They include everything that takes place in the SAP Community Network, a hosted online community of nearly three million members including customers, partners, employees, influencers and competitors. They also include SAP’s participation on third party social media platforms including Twitter, Facebook, LinkedIn, YouTube, Google Plus and SlideShare. In addition to that he is responsible for in-person events for members of SAP’s community and broad ecosystem, including SAP TechEd which will host 35,000 attendees at four locations around the world in 2012. And just recently, he took on the additional responsibility for the company’s official website, SAP.com and its 72 localized country websites in 40 languages.
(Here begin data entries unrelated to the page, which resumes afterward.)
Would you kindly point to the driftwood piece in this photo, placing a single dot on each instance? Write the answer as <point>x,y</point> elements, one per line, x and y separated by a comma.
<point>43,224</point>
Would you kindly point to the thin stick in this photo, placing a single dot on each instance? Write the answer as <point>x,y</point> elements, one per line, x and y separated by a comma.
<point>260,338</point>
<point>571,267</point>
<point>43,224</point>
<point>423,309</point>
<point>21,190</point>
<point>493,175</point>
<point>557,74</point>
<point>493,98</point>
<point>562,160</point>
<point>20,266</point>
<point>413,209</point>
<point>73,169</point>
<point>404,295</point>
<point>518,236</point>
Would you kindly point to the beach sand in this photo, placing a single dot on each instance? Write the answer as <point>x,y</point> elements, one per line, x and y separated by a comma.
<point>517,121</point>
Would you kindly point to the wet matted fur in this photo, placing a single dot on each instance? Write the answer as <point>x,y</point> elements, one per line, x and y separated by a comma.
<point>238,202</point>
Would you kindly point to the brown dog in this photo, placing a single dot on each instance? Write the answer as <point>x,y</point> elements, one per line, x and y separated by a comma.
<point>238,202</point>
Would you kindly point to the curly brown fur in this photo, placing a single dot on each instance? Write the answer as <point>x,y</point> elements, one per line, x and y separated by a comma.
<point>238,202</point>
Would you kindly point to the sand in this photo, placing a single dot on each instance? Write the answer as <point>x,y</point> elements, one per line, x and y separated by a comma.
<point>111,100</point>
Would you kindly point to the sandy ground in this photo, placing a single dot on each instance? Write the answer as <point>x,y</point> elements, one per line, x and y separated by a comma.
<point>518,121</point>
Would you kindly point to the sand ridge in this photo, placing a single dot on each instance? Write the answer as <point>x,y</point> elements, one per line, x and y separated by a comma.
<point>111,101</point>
“Even with a company as complex as SAP, with 60,000 employees around the world, we really only do three basic things,” says Yolton. “We build solutions, we sell solutions, and then we support our customers to be successful in using those solutions. And in each of those three areas, social media plays an important role.”
In a conversation with David Kiron, executive editor of Innovation Hubs at MIT Sloan Management Review, Yolton talked about how SAP has continually modernized its online forums, how it nurtures idea development through crowd sourcing at its Idea Place, and the value of being able to communicate directly with millions of customers whenever it launches a new product or service.
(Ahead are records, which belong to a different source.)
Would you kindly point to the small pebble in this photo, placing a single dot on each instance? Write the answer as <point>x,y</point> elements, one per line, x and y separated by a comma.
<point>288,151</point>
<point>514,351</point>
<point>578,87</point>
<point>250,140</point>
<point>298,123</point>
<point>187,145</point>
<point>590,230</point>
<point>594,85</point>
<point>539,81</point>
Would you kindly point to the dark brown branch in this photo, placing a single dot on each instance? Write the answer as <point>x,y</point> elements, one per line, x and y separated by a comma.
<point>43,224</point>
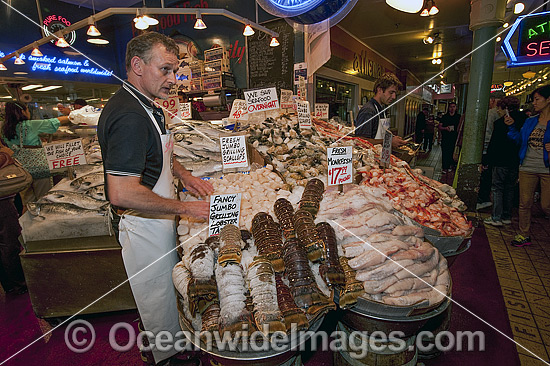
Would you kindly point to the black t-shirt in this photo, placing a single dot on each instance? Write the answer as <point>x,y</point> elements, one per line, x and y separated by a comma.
<point>130,143</point>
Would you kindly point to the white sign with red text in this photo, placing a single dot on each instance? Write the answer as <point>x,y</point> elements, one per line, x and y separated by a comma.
<point>65,154</point>
<point>261,100</point>
<point>340,165</point>
<point>304,115</point>
<point>239,111</point>
<point>186,111</point>
<point>321,110</point>
<point>234,154</point>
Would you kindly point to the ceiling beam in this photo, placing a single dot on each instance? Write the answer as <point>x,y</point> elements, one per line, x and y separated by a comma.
<point>131,11</point>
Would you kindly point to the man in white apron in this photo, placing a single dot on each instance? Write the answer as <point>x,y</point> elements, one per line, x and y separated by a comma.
<point>139,168</point>
<point>371,120</point>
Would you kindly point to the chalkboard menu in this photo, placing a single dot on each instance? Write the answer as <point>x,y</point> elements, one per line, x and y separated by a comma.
<point>271,66</point>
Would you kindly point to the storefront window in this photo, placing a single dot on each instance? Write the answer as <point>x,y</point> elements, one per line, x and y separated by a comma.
<point>338,96</point>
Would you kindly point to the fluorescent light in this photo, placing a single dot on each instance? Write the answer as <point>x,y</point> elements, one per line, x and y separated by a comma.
<point>30,87</point>
<point>52,87</point>
<point>407,6</point>
<point>98,41</point>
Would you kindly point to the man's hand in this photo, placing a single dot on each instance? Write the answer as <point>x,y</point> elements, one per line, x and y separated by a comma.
<point>397,141</point>
<point>196,185</point>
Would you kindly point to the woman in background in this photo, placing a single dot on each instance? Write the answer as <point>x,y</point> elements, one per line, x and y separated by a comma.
<point>534,146</point>
<point>18,123</point>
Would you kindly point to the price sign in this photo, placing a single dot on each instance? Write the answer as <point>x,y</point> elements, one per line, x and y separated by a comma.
<point>302,88</point>
<point>186,111</point>
<point>304,115</point>
<point>225,209</point>
<point>340,165</point>
<point>171,105</point>
<point>386,148</point>
<point>286,99</point>
<point>321,110</point>
<point>239,112</point>
<point>65,154</point>
<point>261,100</point>
<point>234,153</point>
The SAP Developer Network (now SAP Community Network) launched online almost ten years ago. What was it like then, and what’s it like now?
Like a lot of companies, I think, we started down the online networking path with developers and technologists because those were the people most comfortable with the state of online collaborations in those days. The tools were pretty uncomfortable and not very beautiful, and perhaps not very intuitive like the way that they’ve evolved today.
Over those nine years, we’ve grown a community of nearly three million registered members. They’re from all countries and territories around the world.